You can edit your images to suit any vibe you desire. This does not mean, however, that you should apply every tool and slide every slider your software provides. It pays to keep things simple. Narrow down what sort of look you want and slowly experiment until your figure out what works best.
There's an App for That
If you prefer editing on your mobile phone, never fear! There are a variety of apps you can use to achieve the perfect black and white photo; some were even designed specifically for black and white or monochrome images. Many apps nowadays have options to straighten and crop images, plus adjust the highlights, shadows, mid-tones, and more.
Black and White Photography: A Conclusion
Though it may seem challenging at first, black and white photography is a classic art form that you can learn very quickly.
Start with the basics of composition and you're off to a strong start.
Look for contrast and train your eye to see the shadows, textures, lines, and patterns in the world around you.
Weigh the benefits of shooting in color and editing to black and white vs shooting in black and white. Either way, train your eyes to see monochromatically, to have the best chance of composing a winning image.
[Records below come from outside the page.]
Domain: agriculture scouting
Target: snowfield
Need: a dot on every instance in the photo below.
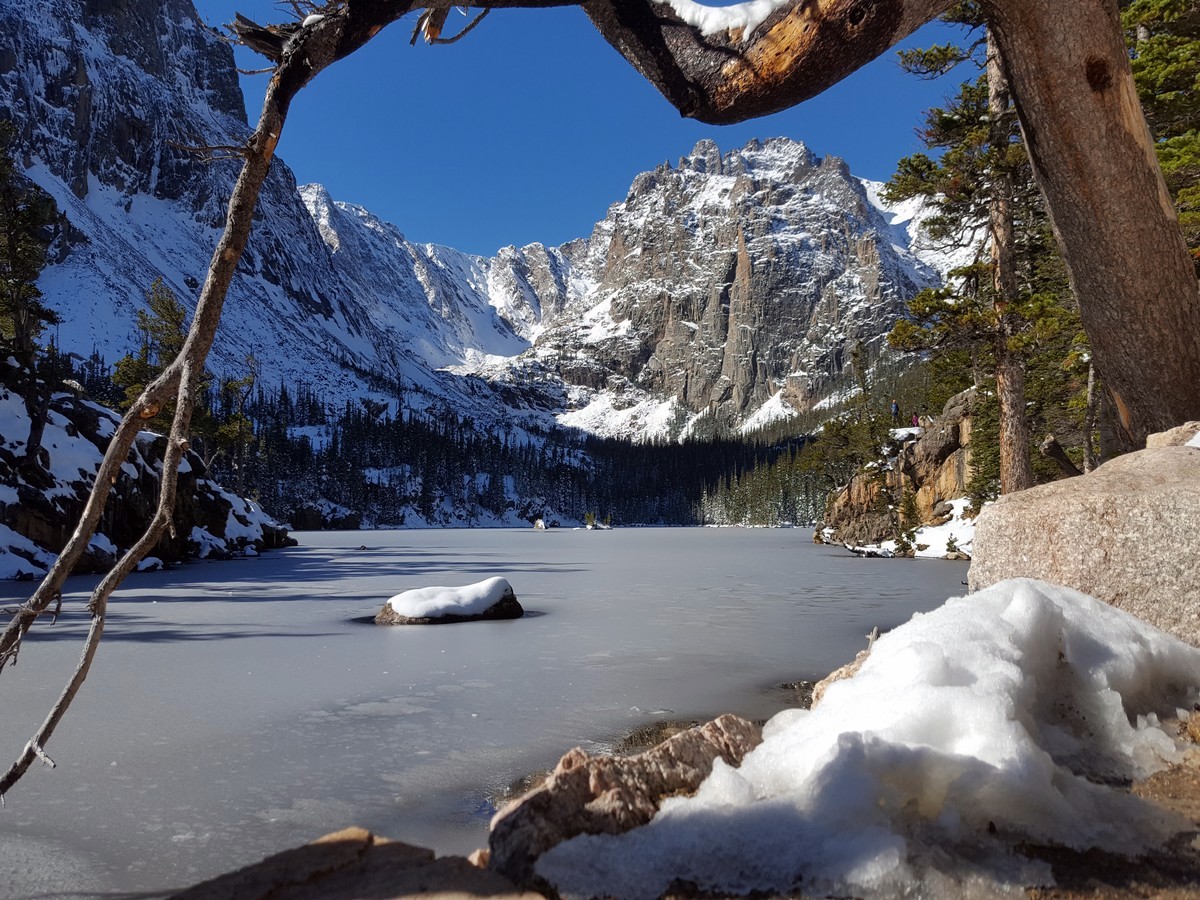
(993, 721)
(467, 600)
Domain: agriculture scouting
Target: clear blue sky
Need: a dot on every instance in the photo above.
(531, 126)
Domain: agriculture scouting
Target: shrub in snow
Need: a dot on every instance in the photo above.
(490, 599)
(990, 723)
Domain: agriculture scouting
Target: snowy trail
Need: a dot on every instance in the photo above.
(237, 708)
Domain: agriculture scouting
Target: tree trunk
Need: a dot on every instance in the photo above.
(1015, 466)
(1090, 420)
(1095, 161)
(1015, 463)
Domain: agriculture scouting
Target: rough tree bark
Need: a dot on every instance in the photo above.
(1096, 165)
(1087, 137)
(1015, 463)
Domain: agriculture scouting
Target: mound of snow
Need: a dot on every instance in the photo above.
(437, 601)
(987, 724)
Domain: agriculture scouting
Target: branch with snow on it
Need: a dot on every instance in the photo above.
(744, 17)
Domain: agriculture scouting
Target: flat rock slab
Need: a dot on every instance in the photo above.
(354, 863)
(605, 795)
(1127, 534)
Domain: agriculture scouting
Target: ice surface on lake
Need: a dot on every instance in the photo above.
(466, 600)
(237, 709)
(996, 720)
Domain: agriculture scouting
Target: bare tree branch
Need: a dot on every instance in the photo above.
(325, 42)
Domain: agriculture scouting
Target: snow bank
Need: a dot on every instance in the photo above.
(976, 727)
(467, 600)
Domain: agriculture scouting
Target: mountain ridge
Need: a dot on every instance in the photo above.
(730, 285)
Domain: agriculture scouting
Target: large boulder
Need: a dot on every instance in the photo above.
(606, 795)
(1126, 533)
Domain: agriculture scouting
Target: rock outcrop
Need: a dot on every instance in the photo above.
(936, 467)
(1126, 533)
(355, 863)
(605, 795)
(657, 317)
(41, 504)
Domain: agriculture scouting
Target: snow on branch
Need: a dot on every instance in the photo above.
(712, 19)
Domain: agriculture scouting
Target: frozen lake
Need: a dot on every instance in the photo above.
(238, 708)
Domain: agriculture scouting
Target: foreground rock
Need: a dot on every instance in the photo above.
(490, 599)
(607, 795)
(1126, 533)
(354, 863)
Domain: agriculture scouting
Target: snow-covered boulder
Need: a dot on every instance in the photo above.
(1126, 533)
(489, 599)
(999, 723)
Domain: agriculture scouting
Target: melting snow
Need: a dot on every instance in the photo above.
(979, 726)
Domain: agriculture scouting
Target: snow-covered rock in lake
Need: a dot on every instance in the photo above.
(997, 721)
(489, 599)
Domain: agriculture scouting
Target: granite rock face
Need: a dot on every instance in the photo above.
(936, 467)
(731, 279)
(606, 795)
(718, 285)
(1125, 533)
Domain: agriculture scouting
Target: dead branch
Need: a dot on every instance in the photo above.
(325, 42)
(471, 27)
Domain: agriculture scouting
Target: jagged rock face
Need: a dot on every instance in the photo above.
(936, 467)
(730, 279)
(117, 119)
(715, 286)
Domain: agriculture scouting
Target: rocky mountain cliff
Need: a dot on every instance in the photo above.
(730, 285)
(41, 504)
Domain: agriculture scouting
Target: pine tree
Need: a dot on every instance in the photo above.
(1164, 41)
(28, 216)
(999, 311)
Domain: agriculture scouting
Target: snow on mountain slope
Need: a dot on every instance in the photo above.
(720, 285)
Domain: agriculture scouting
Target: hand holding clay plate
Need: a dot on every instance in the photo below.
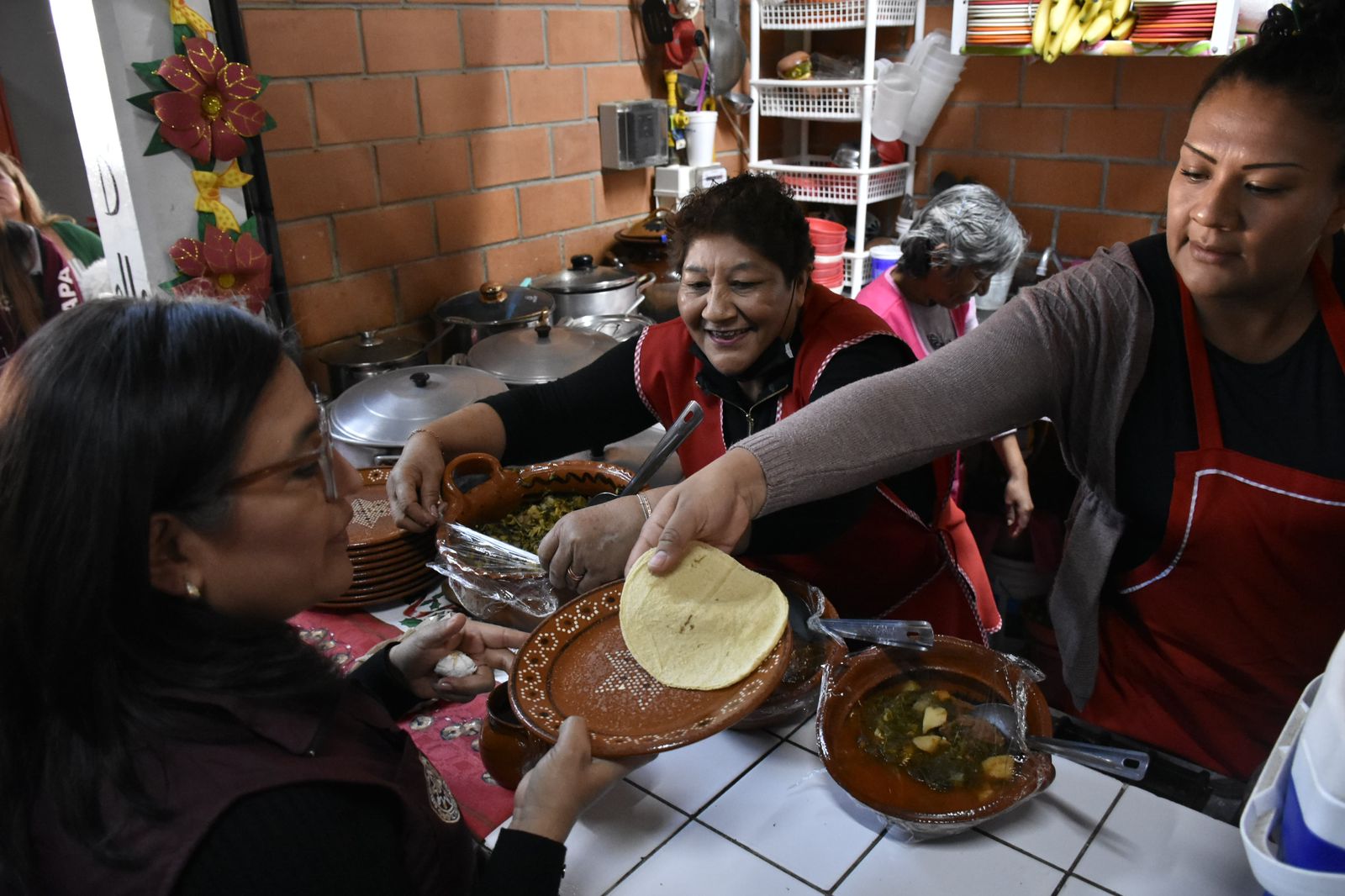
(578, 663)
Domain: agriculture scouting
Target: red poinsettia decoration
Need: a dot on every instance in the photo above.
(212, 108)
(224, 269)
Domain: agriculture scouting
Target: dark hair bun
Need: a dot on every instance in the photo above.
(1316, 20)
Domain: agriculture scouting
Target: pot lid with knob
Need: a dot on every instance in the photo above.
(385, 409)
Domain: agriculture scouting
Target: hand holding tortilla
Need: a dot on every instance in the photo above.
(705, 626)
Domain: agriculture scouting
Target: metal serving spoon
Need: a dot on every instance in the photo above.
(677, 434)
(1130, 764)
(889, 633)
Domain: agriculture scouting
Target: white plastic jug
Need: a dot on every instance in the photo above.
(1300, 797)
(892, 100)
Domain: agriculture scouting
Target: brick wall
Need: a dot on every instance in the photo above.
(425, 147)
(1082, 150)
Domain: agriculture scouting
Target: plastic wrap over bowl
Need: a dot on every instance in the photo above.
(972, 672)
(504, 596)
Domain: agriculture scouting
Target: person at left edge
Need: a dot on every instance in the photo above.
(757, 342)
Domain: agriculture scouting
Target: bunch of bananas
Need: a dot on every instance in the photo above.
(1060, 26)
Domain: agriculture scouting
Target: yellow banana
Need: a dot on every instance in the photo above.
(1039, 26)
(1073, 33)
(1058, 15)
(1098, 29)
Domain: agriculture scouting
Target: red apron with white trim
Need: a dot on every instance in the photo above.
(1217, 633)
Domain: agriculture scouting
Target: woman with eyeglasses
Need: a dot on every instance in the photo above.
(171, 499)
(961, 240)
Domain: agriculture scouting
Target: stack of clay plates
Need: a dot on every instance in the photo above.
(389, 561)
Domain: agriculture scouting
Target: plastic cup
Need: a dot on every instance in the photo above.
(699, 138)
(892, 100)
(884, 257)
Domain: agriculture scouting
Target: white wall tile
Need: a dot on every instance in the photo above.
(690, 777)
(1056, 824)
(1150, 846)
(961, 865)
(699, 862)
(791, 811)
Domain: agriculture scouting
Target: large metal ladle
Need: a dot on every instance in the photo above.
(1130, 764)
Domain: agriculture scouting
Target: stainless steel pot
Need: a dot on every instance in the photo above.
(367, 356)
(537, 356)
(585, 288)
(373, 419)
(471, 316)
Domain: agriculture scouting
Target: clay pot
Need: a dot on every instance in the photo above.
(509, 751)
(973, 673)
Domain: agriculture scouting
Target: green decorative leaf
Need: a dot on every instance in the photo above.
(145, 101)
(179, 34)
(148, 73)
(158, 145)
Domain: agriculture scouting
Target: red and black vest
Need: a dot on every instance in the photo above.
(888, 564)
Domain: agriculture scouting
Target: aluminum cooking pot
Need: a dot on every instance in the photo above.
(372, 420)
(367, 356)
(585, 288)
(538, 354)
(470, 316)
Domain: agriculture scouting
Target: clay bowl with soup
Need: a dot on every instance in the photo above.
(515, 505)
(894, 734)
(797, 696)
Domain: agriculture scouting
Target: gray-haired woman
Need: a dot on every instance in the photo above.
(961, 240)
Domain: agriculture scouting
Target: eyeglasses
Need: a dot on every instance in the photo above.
(323, 456)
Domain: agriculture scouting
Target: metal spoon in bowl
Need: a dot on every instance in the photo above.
(1130, 764)
(677, 434)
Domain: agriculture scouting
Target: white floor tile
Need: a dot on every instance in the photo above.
(806, 736)
(1078, 887)
(1150, 846)
(966, 864)
(690, 777)
(791, 811)
(611, 838)
(699, 862)
(1056, 824)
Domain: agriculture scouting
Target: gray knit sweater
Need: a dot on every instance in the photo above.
(1071, 349)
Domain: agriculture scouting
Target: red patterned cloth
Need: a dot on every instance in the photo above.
(447, 734)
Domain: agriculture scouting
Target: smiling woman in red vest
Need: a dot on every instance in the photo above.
(755, 342)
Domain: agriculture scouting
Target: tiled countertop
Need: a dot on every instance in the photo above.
(757, 813)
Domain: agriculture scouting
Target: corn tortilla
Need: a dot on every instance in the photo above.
(704, 626)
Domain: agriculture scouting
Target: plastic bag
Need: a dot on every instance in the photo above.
(1009, 678)
(493, 580)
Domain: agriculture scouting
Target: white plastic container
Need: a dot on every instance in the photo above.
(939, 73)
(699, 138)
(1295, 824)
(892, 100)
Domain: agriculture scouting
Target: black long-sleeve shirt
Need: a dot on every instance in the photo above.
(327, 837)
(600, 403)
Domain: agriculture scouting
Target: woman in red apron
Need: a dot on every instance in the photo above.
(1197, 381)
(1221, 626)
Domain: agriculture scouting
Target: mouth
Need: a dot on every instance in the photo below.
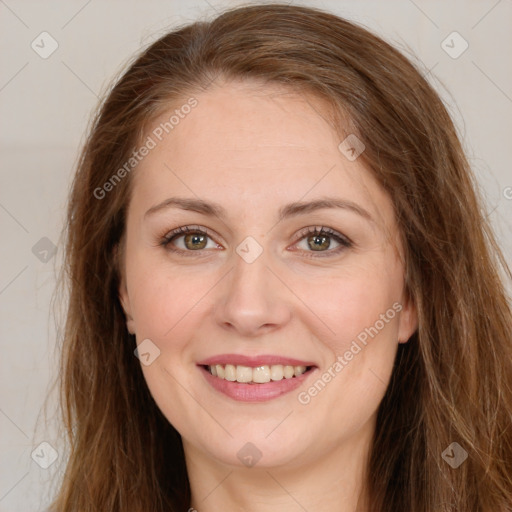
(258, 379)
(256, 375)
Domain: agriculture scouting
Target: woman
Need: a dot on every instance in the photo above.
(283, 293)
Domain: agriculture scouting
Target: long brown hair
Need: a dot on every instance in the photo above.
(452, 382)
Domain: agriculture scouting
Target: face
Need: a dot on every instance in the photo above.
(304, 299)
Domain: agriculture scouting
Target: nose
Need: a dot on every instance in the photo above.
(252, 300)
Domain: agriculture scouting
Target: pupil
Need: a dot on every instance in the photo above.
(320, 242)
(194, 239)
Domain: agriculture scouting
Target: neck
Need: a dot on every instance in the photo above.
(332, 481)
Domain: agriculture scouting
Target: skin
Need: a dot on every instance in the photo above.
(253, 149)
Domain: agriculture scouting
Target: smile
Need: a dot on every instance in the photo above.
(255, 379)
(257, 375)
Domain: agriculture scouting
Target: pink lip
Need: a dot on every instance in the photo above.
(253, 361)
(254, 392)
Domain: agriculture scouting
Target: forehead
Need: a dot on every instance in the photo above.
(246, 142)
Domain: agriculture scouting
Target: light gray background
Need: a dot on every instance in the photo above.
(45, 105)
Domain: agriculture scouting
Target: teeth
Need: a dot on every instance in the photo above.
(257, 375)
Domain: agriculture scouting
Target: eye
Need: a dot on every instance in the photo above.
(319, 240)
(192, 239)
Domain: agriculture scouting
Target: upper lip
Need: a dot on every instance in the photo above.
(253, 361)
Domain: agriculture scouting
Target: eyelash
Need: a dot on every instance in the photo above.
(341, 239)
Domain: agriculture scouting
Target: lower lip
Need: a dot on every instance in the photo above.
(255, 392)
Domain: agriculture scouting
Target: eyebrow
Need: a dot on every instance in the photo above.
(289, 210)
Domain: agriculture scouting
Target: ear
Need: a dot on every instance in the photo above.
(123, 295)
(408, 322)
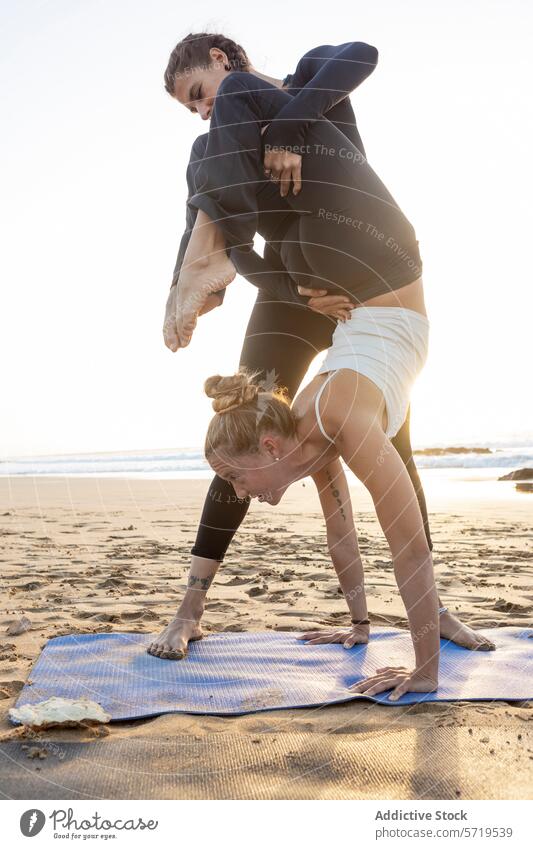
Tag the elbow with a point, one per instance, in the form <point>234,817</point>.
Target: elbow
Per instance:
<point>366,54</point>
<point>372,56</point>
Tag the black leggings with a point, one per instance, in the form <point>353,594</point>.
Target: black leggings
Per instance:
<point>281,341</point>
<point>347,233</point>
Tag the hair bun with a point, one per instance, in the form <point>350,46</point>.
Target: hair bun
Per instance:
<point>230,392</point>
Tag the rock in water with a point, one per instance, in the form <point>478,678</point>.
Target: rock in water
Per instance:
<point>18,627</point>
<point>518,475</point>
<point>59,711</point>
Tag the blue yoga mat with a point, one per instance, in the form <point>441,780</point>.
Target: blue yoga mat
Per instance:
<point>246,672</point>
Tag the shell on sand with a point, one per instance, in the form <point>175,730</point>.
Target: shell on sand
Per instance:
<point>59,711</point>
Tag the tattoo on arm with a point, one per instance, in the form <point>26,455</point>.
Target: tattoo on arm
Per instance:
<point>335,492</point>
<point>194,581</point>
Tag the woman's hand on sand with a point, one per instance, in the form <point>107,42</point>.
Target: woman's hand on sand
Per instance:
<point>338,306</point>
<point>349,637</point>
<point>284,167</point>
<point>396,678</point>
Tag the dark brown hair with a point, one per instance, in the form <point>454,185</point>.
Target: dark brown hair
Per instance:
<point>193,51</point>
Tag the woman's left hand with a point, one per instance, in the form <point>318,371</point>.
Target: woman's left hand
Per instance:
<point>337,306</point>
<point>282,167</point>
<point>398,679</point>
<point>349,637</point>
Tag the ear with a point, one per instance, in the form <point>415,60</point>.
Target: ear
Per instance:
<point>219,57</point>
<point>270,445</point>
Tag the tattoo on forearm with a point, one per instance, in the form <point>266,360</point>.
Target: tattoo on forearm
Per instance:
<point>336,495</point>
<point>195,582</point>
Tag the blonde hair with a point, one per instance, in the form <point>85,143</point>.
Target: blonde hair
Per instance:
<point>243,412</point>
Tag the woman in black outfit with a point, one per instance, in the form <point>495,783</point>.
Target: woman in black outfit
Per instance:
<point>312,119</point>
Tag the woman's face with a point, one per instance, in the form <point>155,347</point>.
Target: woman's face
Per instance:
<point>196,88</point>
<point>258,475</point>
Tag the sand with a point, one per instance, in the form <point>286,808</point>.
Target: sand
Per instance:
<point>92,555</point>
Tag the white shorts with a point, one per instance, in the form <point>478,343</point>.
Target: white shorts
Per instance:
<point>389,346</point>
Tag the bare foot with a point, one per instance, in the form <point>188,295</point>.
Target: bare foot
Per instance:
<point>460,634</point>
<point>196,283</point>
<point>172,642</point>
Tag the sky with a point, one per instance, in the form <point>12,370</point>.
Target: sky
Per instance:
<point>93,205</point>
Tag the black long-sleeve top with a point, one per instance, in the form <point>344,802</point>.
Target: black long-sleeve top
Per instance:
<point>320,88</point>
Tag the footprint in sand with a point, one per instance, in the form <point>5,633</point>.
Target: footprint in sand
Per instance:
<point>7,651</point>
<point>145,614</point>
<point>509,607</point>
<point>98,617</point>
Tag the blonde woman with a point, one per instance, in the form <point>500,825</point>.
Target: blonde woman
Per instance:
<point>349,411</point>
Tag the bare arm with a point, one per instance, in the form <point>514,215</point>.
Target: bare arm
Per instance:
<point>343,547</point>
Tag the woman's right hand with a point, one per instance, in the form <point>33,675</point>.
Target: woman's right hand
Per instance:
<point>349,637</point>
<point>338,306</point>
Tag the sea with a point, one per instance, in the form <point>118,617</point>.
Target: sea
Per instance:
<point>180,463</point>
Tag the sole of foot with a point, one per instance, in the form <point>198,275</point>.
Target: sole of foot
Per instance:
<point>451,628</point>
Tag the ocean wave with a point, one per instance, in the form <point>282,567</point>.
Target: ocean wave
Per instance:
<point>183,462</point>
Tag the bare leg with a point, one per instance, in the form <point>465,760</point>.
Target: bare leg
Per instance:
<point>206,269</point>
<point>172,642</point>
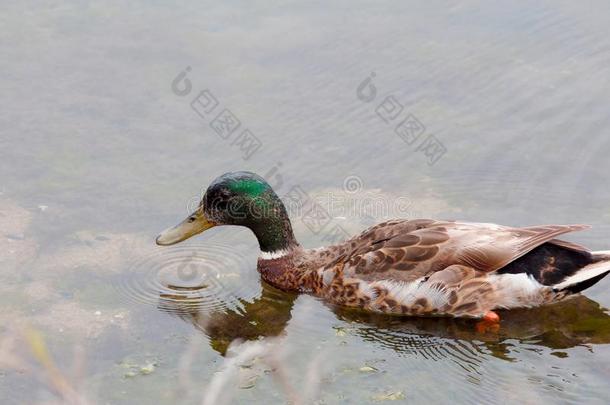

Embrace the gray winter months, the dark stormy days, and the hours when the sun is just under the horizon. Take advantage of those colorless surroundings, while the color photographers cannot.
Black and white images can also be very effective in street photography. Use the lack of color to bring focus to the story in the image.
When you're ready to edit your images, choose your favorite software or photo-editing app and make the adjustments necessary to make your photos appear their best. This can be as complex as carefully masking different areas of the photo, or as simple as adding your favorite preset.